Aber nicht für lange Zeit. Der glücklich beendete Krieg gab den Anlaß zu einem ernsten Zerwürfnisse zwischen den verbündet gewesenen Mächten, bei welchem es sich aber im Grunde darum handelte, den Kampf um die Vorherrschaft in Deutschland zum Austrage zu bringen. Es geschah im Kriege von 1866. Dem Prinzen war darin eine hervorragende Rolle zugetheilt, das Commando einer der drei Armeen, welche in Böhmen der Streitmacht des Kaiserreiches entgegen traten. Es war die I. Eine Cabinetsordre vom 12. Mai stellte ihn an ihre Spitze. An seinem Generalstabschef, dem General v. Voigts-Rhetz, hatte er einen trefflichen Berather.
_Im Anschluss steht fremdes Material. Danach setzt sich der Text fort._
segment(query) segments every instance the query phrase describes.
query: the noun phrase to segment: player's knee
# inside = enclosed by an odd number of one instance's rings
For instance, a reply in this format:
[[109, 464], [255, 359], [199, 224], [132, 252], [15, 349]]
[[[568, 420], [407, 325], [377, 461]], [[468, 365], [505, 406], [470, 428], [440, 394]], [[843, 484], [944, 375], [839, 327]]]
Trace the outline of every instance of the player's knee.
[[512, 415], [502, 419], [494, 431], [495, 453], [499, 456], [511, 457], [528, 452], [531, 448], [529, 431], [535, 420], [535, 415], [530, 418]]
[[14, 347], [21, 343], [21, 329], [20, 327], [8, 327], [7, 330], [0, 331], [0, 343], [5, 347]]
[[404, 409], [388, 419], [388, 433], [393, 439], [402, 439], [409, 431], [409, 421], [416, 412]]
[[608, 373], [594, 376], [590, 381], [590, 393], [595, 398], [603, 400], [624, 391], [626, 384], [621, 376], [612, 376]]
Von Görlitz aufbrechend, überschritt die Armee am 23. Juni die Grenze. Des Prinzen bedächtiger Natur entsprechend, rückte sie langsam vor. Am 26. bestand sie bei Sichrow ihr erfolgreiches erstes größeres Gefecht; der Prinz wohnte ihm bei. Am 28. folgte der Sieg von Münchengrätz, die I. Armee erhielt Fühlung mit der Elbarmee, welche nunmehr auch an die Befehle des Prinzen gewiesen war; am 29. nahm dieser nach heißem, bis in die Nachtstunden des 30. dauerndem Kampfe Gitschin und am 2. Juli, sobald die auf seinen Befehl ausgeführten Erkundungen festgestellt hatten, daß die Hauptmacht der Oesterreicher hinter der Bistritz, mit der Elbe im Rücken, stand, faßte er den Entschluß, sie am folgenden Tage dort anzugreifen. Er sandte der Elbarmee die entsprechenden Weisungen, ersuchte die II. Armee um ihre Mitwirkung und erbat von König Wilhelm die Genehmigung seines Vorhabens. Sie wurde gegeben und die Folge davon war die Schlacht bei Königgrätz. Die I. Armee hatte zunächst einen schweren Stand, und vielfach ist dem Prinzen der Vorwurf gemacht, daß er mit ungenügenden Kräften – er hatte 127 000 Mann unter seinen Befehlen, nämlich das II. Armeecorps mit 28 500, das III. mit 24 500, das IV. mit 26 500, das Cavalleriecorps mit 8500, die Elbarmee mit 39 000 Mann – angegriffen habe, um den Kampf vor der Ankunft des Kronprinzen zur Entscheidung zu bringen und diesem, dem er, wie allgemein erzählt und geglaubt wurde, im tiefen Innern seines Herzens von jeher wenig hold gewesen und den er stets um seine Stellung unmittelbar [124] am Throne beneidet hatte, einen möglichst geringen Theil der erhofften Lorbeeren zukommen zu lassen. Und schließlich brachte dieser doch die Entscheidung. Prinz Friedrich Karl trat, nachdem um 8 Uhr Morgens König Wilhelm auf dem Schlachtfelde eingetroffen war, in die Stellung eines Unterführers. Im weiteren Verlaufe des Feldzuges war er am Kampfe persönlich nicht betheiligt und zu selbständiger Thätigkeit nicht berufen.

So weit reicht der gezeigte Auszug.